DSK et le concombre
Un peu d'analyse d'image par l'actualité. (18 juin 2011)
Le quotidien Libération, devenu par excellence le média du "spectaculaire intégré" se vautre comme le dit plus loin André Gunther dans la honte avec cette Une.
On lui préfèrera évidemment celle-ci.
En se faisant le porte-voix des délires gouvernementaux, le Libération de Joffrin avait atteint son seuil d’incompétence avec la Une “L’ultra-gauche déraille“. On se souviendra que le Libé de Demorand a franchi aujourd’hui le mur de la honte avec l’incroyable “Not guilty“.

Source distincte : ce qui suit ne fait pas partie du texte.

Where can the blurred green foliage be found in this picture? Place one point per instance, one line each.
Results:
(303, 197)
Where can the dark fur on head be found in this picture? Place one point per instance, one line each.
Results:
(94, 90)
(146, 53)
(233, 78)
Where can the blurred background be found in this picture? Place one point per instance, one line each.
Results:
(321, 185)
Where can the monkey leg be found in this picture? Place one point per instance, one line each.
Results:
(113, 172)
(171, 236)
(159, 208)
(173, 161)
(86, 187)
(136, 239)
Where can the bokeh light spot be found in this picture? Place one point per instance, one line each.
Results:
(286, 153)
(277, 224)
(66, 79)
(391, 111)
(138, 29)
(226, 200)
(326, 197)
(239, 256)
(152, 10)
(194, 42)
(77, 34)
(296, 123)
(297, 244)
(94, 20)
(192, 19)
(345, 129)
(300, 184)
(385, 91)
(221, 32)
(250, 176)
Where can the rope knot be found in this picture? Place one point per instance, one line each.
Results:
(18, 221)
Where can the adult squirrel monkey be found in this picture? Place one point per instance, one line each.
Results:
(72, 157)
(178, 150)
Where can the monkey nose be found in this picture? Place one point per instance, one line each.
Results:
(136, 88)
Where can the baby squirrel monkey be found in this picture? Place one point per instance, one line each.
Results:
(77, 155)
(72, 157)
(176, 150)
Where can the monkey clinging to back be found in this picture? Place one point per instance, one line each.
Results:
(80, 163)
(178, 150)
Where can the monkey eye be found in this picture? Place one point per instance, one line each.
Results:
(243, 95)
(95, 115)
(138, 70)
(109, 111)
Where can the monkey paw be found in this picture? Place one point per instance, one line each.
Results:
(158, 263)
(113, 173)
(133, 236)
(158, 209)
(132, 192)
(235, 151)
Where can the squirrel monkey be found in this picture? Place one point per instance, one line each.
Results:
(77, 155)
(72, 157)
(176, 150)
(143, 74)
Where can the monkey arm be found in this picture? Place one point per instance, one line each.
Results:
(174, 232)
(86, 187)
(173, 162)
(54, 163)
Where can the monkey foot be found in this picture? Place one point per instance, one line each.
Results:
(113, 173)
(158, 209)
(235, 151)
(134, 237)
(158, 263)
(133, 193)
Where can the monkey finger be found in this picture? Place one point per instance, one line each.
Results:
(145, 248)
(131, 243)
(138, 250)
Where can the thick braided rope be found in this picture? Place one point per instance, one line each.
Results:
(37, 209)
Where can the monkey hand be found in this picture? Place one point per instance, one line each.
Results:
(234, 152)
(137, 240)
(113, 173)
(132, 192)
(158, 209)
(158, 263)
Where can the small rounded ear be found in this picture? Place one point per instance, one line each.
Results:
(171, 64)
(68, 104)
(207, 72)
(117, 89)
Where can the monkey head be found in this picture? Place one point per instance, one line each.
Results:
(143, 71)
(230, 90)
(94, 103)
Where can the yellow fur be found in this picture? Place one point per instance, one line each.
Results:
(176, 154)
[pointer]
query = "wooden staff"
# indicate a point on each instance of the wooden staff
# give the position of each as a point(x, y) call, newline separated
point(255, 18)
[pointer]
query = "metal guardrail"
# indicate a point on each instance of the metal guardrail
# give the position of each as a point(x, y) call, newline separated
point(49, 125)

“Not guilty“? On dira qu’il
ne s’agit que du relevé objectif de l’information de la veille: la
décision des défenseurs de Strauss-Kahn de plaider non coupable. Mais
il faut lire l’article consacré par Mediapart à l’invention de la soubrette, qui raconte comment cette fonction fut intégrée à la sexualité domestique, avec la bénédiction de la maîtresse de maison,
pour comprendre à quel point l’image matrimoniale qui illustre
l’énoncé “non coupable” – Strauss-Kahn aux côtés d’Anne Sinclair, une
ombre de sourire aux lèvres –, incarne jusqu’à la caricature
l’inconscient de la bourgoisie.
Comme dans le lapsus de Jean-François
Kahn, qui lève le voile sur un monde ou le “trousseur de domestique” ne
fait qu’accomplir les prérogatives dues à son rang, le soutien de
l’épouse légitime parachève la figure d’une innocence de classe que les
strauss-kahniens brandissent depuis le 15 mai. Le Figaro ne s’y est pas trompé, en choisissant lui aussi une photo du couple
– dans une frontalité plus combative. En resserrant le cadre sur
l’image touchante du ménage réuni, derrière les sourires un peu peinés
de la gentry malmenée, mais sûre de son bon droit, la Une de Libé a choisi son camp. “Not guilty“.